Last fall Britton Shipp, the 16-year-old brother of Utah softball player Autumn Shipp, was involved in an ATV accident that left him in a coma. He is slowly recovering, regaining movement and ability, and the Utes – from the softball team to the basketball team – have used his fight as inspiration.

And Bachynski played inspired against Stanford. With starting center Jakob Poeltl struggling with foul trouble, Bachynski had a season-high 13 points and six rebounds and threw in a couple memorable moments at the end of the first half. On one possession, Bachynski beat the shot clock with a baseline jumper, and moments later was at it again, beating the halftime horn with a desperation floater.

The two buzzer-beaters helped give the Utes a six-point advantage going into halftime and more importantly, the momentum. That momentum probably found its way to Britt’s hospital bed.

Call it stupid, but sports really do reach beyond final scores. They go much further than accolades, money and championships. Sports are full of inspiration. The tales of teams dedicating seasons to a fan battling for his life through sickness, the stories of squads bringing a community together and the narratives of overcoming obstacle after obstacle to accomplish a goal, all mean so much more than just who won a game.

Bachynski had every right after his performance to boast about his own performance, instead he talked about his team, his fan family and of a boy sitting in a hospital bed cheering the Utes on.

And such acts of caring is starting to become the normal standard for these Utes.

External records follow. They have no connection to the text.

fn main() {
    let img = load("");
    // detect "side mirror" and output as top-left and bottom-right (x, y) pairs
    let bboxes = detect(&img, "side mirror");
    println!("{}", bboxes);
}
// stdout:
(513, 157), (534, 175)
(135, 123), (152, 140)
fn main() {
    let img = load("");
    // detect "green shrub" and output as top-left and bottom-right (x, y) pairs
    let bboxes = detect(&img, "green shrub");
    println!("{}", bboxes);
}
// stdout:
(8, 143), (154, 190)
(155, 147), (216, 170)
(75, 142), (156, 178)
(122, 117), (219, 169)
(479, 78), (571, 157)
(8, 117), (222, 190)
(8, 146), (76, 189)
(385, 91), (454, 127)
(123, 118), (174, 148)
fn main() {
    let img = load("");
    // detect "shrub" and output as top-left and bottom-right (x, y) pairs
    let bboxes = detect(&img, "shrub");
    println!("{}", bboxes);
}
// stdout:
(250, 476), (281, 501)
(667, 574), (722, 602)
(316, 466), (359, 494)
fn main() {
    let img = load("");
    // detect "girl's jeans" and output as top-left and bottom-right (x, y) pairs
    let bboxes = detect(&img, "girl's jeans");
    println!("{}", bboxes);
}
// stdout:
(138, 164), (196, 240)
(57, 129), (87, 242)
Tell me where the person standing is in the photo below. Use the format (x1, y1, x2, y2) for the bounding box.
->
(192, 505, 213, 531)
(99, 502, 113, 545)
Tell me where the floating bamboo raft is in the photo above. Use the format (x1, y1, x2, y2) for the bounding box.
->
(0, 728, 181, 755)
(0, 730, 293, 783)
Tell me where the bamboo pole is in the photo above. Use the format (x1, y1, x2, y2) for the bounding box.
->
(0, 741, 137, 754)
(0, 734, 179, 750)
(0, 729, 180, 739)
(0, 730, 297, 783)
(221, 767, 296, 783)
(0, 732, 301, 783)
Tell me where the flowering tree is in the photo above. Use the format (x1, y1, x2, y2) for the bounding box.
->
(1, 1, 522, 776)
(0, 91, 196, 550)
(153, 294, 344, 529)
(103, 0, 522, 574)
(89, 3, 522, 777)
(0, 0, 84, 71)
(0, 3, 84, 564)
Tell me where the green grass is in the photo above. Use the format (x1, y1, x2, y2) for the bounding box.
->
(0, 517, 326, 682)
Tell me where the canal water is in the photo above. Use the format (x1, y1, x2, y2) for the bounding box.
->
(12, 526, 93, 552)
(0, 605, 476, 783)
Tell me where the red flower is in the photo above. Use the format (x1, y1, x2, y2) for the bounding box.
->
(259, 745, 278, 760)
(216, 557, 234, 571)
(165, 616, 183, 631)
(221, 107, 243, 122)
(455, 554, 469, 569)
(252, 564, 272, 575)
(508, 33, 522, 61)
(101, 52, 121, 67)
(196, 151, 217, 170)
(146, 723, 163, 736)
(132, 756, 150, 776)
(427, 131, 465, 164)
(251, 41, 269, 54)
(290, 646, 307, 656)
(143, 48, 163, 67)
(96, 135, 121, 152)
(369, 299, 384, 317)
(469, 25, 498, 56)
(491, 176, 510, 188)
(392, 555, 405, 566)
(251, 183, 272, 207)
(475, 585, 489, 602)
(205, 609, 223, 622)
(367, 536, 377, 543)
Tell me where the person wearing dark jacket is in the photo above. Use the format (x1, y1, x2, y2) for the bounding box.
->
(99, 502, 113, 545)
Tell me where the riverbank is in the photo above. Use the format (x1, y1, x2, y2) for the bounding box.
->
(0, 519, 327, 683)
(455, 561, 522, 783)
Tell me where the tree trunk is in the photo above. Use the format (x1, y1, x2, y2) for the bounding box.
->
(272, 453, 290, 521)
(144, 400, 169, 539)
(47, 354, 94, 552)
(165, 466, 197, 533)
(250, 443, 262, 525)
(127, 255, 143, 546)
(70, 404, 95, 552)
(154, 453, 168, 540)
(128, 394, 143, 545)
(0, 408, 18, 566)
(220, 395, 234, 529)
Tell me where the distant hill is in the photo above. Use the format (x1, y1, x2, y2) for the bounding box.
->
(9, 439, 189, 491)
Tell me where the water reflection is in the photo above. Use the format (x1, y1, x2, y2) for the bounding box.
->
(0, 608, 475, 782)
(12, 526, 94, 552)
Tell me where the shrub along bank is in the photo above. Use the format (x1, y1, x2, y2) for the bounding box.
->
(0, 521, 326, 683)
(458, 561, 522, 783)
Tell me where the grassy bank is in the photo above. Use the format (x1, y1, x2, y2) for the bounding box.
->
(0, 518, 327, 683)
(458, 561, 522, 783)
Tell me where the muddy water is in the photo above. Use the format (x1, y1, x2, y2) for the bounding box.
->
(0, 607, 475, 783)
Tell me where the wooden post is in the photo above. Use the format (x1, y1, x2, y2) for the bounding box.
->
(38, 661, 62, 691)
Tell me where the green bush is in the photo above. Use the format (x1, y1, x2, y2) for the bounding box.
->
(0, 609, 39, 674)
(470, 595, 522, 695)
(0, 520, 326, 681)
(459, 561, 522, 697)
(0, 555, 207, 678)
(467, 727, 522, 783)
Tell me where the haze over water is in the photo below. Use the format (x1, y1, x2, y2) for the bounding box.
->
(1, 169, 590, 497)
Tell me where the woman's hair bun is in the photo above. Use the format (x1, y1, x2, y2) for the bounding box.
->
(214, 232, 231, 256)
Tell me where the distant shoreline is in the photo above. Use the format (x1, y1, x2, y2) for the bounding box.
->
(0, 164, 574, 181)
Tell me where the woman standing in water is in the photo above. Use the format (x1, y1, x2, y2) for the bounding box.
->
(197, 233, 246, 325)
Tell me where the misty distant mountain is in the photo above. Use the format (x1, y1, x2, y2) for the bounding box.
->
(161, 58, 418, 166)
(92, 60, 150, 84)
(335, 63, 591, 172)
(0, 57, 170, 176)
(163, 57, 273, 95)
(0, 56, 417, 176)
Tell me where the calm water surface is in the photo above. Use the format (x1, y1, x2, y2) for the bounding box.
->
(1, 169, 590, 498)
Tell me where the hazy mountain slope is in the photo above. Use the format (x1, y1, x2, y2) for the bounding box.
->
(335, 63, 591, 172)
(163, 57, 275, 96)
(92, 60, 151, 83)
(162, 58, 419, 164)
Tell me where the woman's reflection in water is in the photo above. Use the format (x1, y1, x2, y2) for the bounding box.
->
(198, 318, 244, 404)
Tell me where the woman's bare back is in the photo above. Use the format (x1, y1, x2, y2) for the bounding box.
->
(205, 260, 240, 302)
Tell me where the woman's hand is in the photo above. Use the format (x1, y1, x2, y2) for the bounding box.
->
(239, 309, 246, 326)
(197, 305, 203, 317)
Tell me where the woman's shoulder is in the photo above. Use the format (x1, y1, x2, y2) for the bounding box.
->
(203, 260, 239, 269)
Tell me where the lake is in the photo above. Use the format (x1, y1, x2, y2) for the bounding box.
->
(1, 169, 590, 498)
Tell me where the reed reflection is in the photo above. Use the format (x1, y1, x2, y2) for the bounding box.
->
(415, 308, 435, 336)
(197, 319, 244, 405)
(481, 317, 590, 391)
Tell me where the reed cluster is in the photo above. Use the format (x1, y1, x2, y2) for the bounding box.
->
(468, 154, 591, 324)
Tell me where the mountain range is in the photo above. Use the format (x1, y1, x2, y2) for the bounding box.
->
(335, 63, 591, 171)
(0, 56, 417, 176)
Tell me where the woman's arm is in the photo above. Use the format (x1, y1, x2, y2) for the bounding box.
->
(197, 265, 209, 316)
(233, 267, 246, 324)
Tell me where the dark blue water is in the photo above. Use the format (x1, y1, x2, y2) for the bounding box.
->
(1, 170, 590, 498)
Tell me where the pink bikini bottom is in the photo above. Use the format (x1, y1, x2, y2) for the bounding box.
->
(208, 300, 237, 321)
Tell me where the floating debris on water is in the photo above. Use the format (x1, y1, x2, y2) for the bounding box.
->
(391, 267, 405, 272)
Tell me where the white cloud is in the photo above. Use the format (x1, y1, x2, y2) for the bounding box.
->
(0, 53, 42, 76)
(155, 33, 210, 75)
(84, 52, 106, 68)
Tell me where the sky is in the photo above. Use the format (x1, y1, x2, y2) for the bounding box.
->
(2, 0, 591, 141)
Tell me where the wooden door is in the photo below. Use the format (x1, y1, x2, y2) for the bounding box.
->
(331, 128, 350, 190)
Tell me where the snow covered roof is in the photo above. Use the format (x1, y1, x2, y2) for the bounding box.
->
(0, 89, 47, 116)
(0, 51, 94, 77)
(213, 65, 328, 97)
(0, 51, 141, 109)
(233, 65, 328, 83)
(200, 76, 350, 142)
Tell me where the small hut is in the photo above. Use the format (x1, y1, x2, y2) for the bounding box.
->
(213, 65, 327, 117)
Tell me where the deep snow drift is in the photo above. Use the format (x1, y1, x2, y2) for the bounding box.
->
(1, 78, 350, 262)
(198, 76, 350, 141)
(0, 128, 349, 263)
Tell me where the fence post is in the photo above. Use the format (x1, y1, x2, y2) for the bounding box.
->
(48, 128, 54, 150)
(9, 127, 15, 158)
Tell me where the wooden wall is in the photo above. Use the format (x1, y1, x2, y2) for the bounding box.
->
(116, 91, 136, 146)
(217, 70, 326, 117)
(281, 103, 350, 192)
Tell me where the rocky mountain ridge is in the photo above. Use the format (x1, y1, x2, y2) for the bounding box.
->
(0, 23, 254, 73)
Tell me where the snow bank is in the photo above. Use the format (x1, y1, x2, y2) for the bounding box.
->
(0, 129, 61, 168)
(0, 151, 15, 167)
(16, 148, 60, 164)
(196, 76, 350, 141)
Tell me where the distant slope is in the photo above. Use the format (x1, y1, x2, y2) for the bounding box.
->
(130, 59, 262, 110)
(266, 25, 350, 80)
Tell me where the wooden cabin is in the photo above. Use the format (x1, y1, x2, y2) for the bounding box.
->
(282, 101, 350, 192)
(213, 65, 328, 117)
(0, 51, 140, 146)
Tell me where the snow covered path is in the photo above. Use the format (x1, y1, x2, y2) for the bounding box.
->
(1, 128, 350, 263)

They’ve taken Deputy Athletic Director Kyle Brennan’s son Mac, who is battling Leukemia, under their wing. They’ve dedicated this season to assistant coach Andy Hill’s father, Rick, who is fighting a brain tumor. And now they are helping to inspire a young man who had a terrible accident.

If this is the kind of culture that Krystkowiak is building, please sign me up for decades more. We have seen some terrible things coming out of athletics in the recent years, from rape charges to murders to lies and on and on and on. It’s refreshing to see a program caring about the right things.

The Utes may be exceeding on the court, but they’re excelling far more off it.